The dual-slot PCIe form factor makes the H200 NVL “ideal for data centers with lower power, air-cooled enterprise rack designs with flexible configurations to deliver acceleration for every AI and HPC workload, regardless of size,” according to Harris.

“Companies can use their existing racks and select the number of GPUs that best fit their needs, from one, two, four or even eight GPUs with NVLink domain scaling up to four,” he said. “Enterprises can use H200 NVL to accelerate AI and HPC applications while also improving energy efficiency through reduced power consumption.”

Like its SXM cousin, the H200 NVL comes with 141GB of high-bandwidth memory and 4.8 TB/s of memory bandwidth in contrast to the H100 NVL’s 94-GB and 3.9-TB/s capacities, but its max thermal design power only goes up to 600 watts instead of the 700-watt maximum of the H200 SXM version, according to the company.

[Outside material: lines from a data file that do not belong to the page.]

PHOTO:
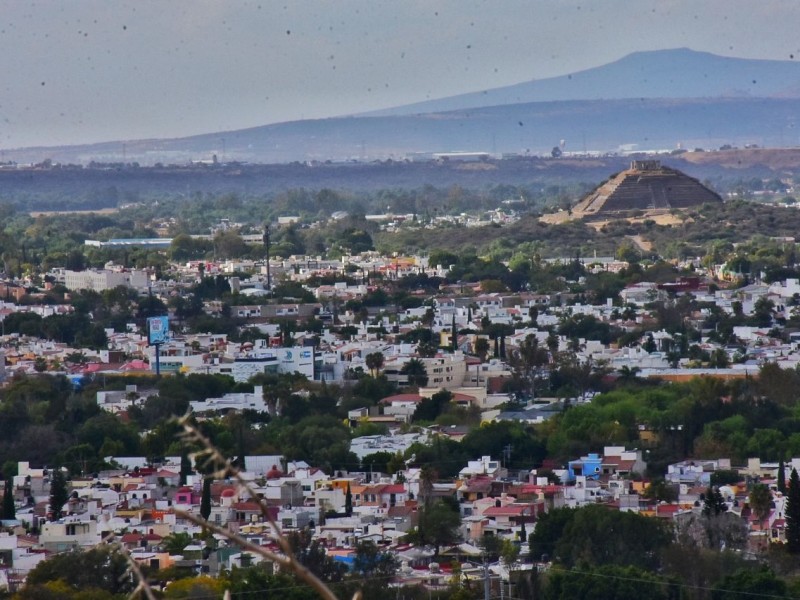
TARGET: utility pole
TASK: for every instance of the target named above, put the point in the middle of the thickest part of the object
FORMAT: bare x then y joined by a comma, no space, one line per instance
486,583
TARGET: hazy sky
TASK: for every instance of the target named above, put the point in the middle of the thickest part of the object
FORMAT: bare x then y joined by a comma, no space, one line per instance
77,71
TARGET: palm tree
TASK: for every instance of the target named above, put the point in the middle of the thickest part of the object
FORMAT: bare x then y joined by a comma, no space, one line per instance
374,362
416,372
482,348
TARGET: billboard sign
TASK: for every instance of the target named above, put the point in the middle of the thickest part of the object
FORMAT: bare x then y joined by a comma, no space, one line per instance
157,330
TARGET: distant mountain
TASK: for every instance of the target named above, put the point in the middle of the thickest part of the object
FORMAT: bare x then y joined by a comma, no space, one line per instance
678,73
647,101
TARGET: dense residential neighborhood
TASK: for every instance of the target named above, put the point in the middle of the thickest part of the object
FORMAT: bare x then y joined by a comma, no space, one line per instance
445,426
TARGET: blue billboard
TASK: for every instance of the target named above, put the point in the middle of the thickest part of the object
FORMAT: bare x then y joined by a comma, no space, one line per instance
157,330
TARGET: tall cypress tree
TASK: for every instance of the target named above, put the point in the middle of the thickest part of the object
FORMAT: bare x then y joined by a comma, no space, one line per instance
793,514
58,494
782,477
205,499
348,501
9,510
186,467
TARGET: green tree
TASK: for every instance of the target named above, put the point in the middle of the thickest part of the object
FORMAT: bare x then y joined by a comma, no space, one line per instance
176,542
414,370
186,467
782,477
793,514
607,582
58,494
205,499
760,501
596,536
348,501
9,509
102,567
430,408
374,362
439,524
713,502
482,348
748,583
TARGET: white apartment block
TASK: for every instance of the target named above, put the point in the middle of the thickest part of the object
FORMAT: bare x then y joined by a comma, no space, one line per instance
100,280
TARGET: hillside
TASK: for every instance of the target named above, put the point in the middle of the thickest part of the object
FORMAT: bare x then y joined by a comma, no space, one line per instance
647,101
677,73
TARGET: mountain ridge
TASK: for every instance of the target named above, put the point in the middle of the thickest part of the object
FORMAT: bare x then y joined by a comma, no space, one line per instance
715,101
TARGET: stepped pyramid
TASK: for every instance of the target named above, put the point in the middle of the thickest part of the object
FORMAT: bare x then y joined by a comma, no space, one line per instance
646,186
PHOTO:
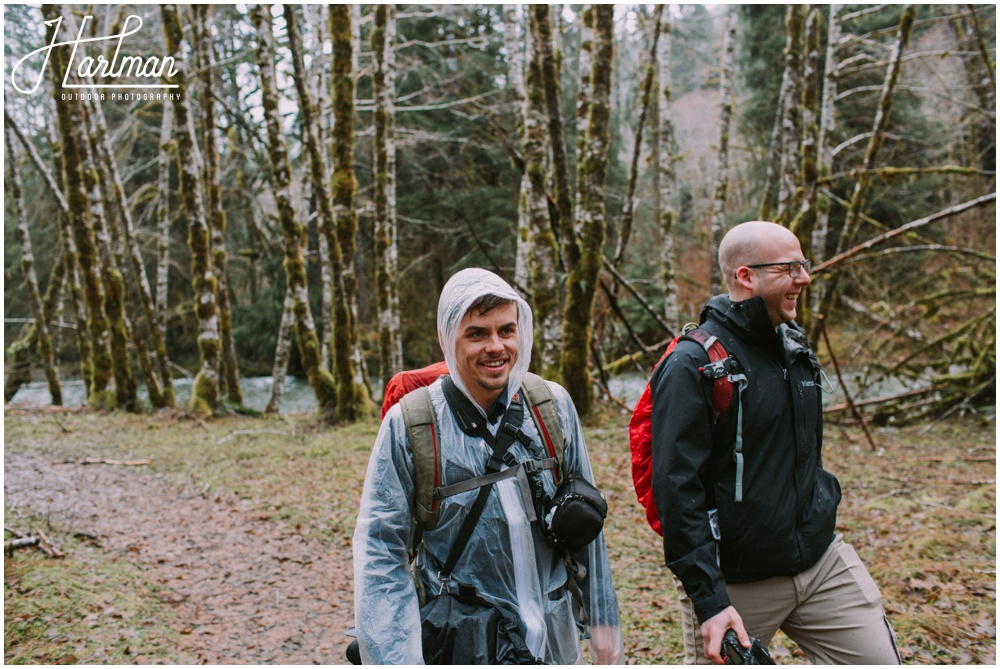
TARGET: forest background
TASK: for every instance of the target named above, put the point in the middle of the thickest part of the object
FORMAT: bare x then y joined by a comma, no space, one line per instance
321,190
320,171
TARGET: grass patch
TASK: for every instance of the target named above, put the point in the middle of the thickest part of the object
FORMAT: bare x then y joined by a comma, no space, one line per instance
90,607
921,512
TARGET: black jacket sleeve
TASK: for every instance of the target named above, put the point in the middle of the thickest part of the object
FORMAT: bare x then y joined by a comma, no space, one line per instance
682,427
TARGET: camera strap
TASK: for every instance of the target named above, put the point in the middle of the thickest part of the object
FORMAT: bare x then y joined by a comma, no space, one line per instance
472,423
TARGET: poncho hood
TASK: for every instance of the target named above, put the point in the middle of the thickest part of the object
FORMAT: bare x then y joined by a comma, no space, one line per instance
461,291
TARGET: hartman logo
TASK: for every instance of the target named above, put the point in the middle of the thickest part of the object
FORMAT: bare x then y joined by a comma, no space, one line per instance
90,74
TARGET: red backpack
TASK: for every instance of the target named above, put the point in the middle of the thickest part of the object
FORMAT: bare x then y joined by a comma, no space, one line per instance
720,370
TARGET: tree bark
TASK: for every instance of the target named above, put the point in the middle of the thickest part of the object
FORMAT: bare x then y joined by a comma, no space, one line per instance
543,247
295,233
563,196
40,334
163,212
625,225
581,281
663,155
721,190
159,385
205,391
863,183
216,216
353,400
827,128
282,352
73,142
790,116
383,44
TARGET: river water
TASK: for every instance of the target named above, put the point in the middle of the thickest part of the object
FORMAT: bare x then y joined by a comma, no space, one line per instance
298,396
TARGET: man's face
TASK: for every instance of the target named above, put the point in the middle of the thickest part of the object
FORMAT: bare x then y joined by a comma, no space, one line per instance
779,291
486,350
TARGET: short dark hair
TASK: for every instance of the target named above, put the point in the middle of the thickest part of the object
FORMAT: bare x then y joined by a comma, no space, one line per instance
487,303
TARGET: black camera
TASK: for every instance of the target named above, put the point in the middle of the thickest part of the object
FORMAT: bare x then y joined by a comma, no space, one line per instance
733,651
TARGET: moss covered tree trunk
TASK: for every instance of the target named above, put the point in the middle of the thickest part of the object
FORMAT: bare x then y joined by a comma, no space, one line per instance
353,399
721,190
383,44
282,352
159,385
663,161
40,334
216,216
865,171
581,281
73,141
163,212
550,78
295,234
205,391
544,252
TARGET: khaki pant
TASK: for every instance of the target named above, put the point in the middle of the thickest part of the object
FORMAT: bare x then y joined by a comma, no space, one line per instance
833,611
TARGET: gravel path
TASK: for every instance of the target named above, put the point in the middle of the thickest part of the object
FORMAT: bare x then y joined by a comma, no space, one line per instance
246,590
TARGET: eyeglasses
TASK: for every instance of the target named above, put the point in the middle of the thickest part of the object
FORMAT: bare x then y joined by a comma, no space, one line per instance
792,267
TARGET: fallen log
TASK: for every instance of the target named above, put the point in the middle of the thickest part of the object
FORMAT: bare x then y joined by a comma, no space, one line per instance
102,461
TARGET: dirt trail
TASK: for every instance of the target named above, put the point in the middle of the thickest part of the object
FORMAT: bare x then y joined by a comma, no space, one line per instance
248,590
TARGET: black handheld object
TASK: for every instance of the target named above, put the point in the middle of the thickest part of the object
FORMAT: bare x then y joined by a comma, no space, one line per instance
733,651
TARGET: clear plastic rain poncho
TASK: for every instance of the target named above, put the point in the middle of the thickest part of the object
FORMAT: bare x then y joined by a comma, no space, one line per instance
506,559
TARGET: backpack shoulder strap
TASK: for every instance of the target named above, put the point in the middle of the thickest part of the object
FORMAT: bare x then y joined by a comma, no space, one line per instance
542,406
425,442
718,369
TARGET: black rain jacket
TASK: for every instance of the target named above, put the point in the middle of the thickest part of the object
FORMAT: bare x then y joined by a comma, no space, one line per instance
789,510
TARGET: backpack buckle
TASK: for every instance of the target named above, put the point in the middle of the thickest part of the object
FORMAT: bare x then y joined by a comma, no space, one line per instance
719,369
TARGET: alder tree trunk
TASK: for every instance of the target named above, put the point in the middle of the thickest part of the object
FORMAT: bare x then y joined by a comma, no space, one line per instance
721,191
628,213
216,216
557,141
790,116
282,351
163,211
663,156
40,329
205,391
159,384
865,170
383,41
827,130
582,278
72,142
543,248
295,234
353,399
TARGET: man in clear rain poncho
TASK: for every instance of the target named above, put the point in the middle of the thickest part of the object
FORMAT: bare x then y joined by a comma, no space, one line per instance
487,346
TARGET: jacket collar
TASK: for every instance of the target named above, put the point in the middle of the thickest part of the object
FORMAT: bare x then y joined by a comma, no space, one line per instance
748,319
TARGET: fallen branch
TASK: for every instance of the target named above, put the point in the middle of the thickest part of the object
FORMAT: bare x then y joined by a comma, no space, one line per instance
13,544
847,395
237,433
883,399
102,461
51,549
954,458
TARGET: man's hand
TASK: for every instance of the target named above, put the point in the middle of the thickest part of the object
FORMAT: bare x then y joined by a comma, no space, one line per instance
713,629
606,645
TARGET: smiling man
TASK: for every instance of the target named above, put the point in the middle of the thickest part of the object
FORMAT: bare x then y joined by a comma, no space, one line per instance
747,510
485,332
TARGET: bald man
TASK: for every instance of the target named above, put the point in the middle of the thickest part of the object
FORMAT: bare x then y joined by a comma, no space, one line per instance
748,512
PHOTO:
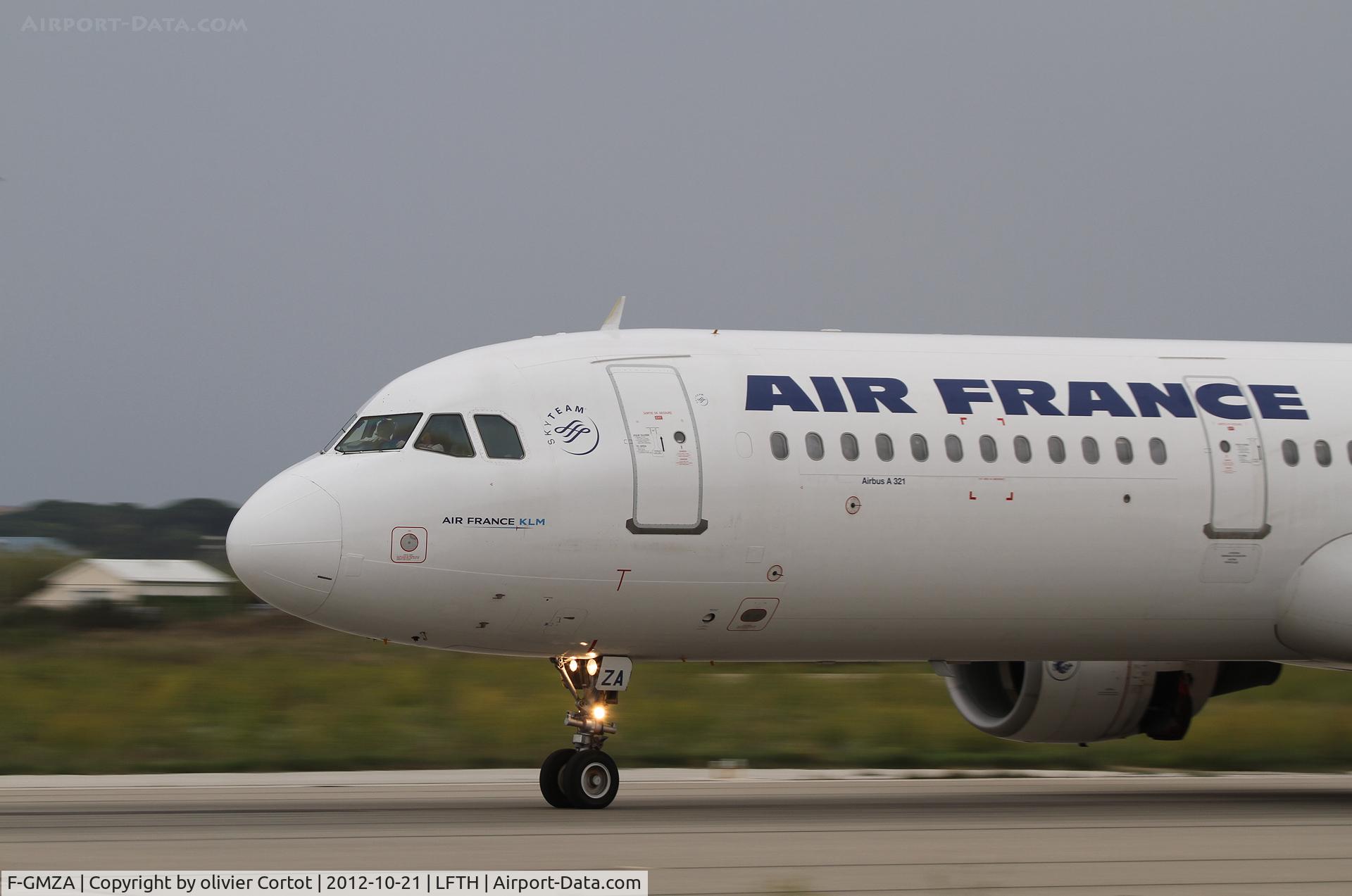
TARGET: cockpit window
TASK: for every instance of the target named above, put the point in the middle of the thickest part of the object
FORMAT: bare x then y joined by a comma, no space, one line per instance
445,433
499,436
338,436
384,433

This results in the H200 NVL having slightly less horsepower than the SXM module. For instance, the H200 NVL can only reach 30 teraflops in 64-bit floating point (FP64) and 3,341 teraflops in 8-bit integer (INT8) performance whereas the SXM version can achieve 34 teraflops in FP64 and 3,958 teraflops in INT8 performance. (A teraflop is a unit of measurement for one trillion floating-point operations per second.)

When it comes to running inference on a 70-billion-parameter Llama 3 model, the H200 NVL is 70 percent faster than the H100 NVL, according to Nvidia. As for HPC workloads, the company said the H200 NVL is 30 percent faster for reverse time migration modeling.

The H200 NVL comes with a five-year subscription to the Nvidia AI Enterprise software platform, which comes with Nvidia NIM microservices for accelerating AI development.